Prospero, Miranda, Ferdinand, Stephano and Trinculo are portrayed as asylum inmates. Antonio, Alonso, Sebastian and Gonzalo are dressed as doctors, but we're not sure either group can be credited with sanity. In this context, when Prospero claims to be the rightful Duke of Milan, we don't know whether to believe it or dismiss it as a delusion.
Tiffin swears that he's "a bit of a Shakespeare purist at heart," but you'd never guess it from this production. There have been productions of this play set in innumerable locales and time periods, but I've never seen one that played so foul with the tone of Shakespeare's text. Usually, when a director sets Shakespeare in Nazi Germany or the Antebellum South or whatever, it's with an eye to illuminating the text. In this case, what Tiffin has given us feels like a vision forced upon an unsuspecting play.

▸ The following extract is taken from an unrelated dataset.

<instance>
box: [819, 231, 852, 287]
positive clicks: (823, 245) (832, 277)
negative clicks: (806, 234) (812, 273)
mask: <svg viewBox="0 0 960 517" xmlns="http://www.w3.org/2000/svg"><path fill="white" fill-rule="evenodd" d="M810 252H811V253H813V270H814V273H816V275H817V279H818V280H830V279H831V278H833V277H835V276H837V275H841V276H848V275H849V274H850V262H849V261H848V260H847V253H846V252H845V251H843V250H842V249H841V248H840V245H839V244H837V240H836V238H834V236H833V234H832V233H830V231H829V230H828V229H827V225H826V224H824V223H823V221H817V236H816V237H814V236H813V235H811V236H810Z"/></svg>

That's not to say that there aren't a couple of thought-provoking ideas amid all the raving. It's an all-male asylum, see, so Miranda is a boy (Danyel Lee). This fact breathes new life into the stock romance between Miranda and Ferdinand (Gareth Potter). Ironically, this element can be seen as faithful to the Shakespearean vision since in the original production, a boy would have played the female role. It makes you wonder if early audiences would have appreciated the gay subtext, and whether Shakespeare intended just that.
I also liked that Prospero's faithful servant, Ariel (Tony Palermo) is made to look like a baby Prospero.

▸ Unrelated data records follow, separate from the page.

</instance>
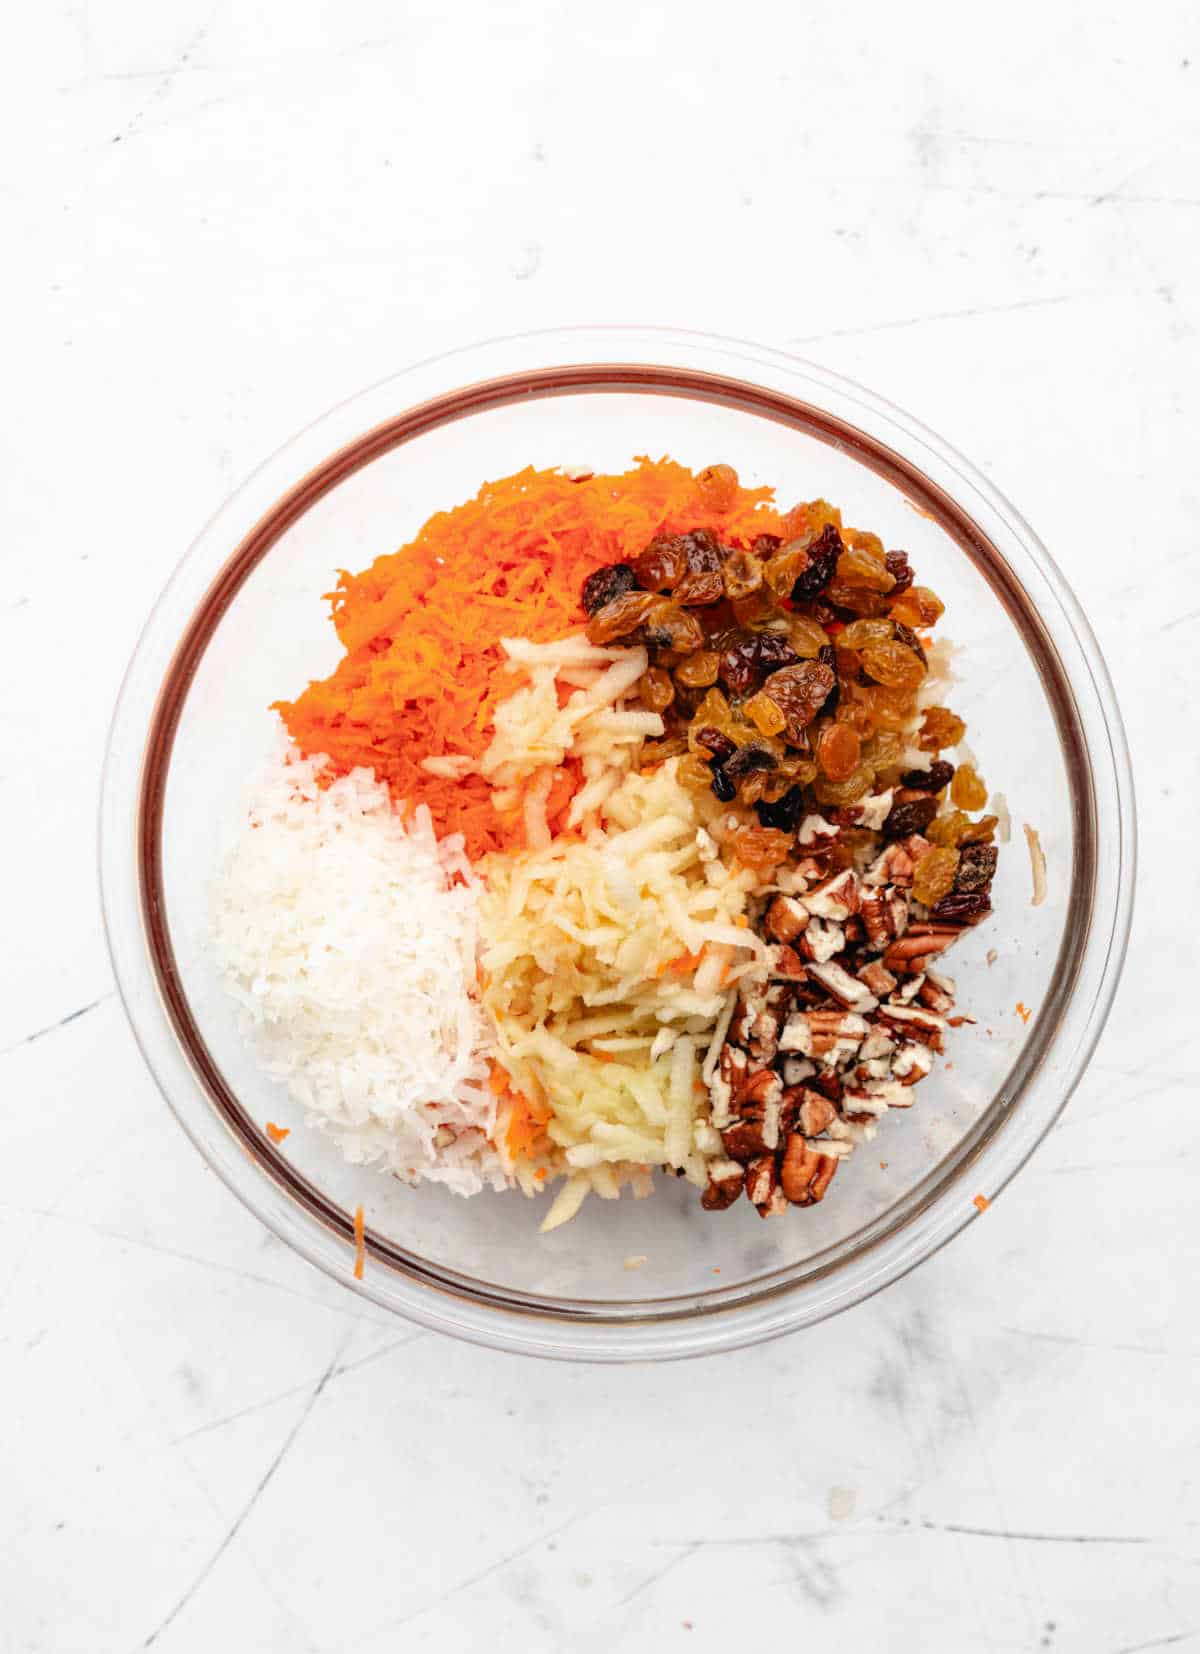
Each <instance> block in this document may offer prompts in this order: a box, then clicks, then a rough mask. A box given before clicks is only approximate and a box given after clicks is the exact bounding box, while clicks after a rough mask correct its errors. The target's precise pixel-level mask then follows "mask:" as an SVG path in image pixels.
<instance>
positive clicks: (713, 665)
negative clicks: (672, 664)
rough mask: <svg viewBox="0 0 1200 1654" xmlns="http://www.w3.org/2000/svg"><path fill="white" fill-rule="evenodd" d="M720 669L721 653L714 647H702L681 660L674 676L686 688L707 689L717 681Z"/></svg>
mask: <svg viewBox="0 0 1200 1654" xmlns="http://www.w3.org/2000/svg"><path fill="white" fill-rule="evenodd" d="M719 670H721V655H717V653H716V650H712V648H701V650H698V652H696V653H694V655H688V658H686V660H681V662H679V665H678V667H676V668H674V676H676V681H679V683H681V685H683V686H684V688H686V690H707V688H711V685H714V683H716V681H717V672H719Z"/></svg>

The casting of Caliban, the subhuman "slave" of Prospero, as a black man (Nwamiko Madden) is more problematic. The idea seems to be that Caliban is not the ugly monster everyone says he is, but only perceived as monstrous because he is different. Meanwhile, any impartial observer can see that he is the most beautiful person on stage. I assume that Gravy Bath is trying to make a statement about racism rather than a racist statement, but is it really necessary to make him sing like Harry Belafonte?
Tiffin's cuts and small changes to the text are not radical, but he might as well have eviscerated it, so much is lost to bad acoustics. This is mainly the fault of the set, which is no set. Sound ricochets around the naked stage and reaches your ear as mush.
It's a bold vision, I'll give this Tempest that. And Gravy Bath is a bold young company that does what it wants and damn the skeptics. You never know what they're going to surprise you with next, and that's reason enough to keep going back.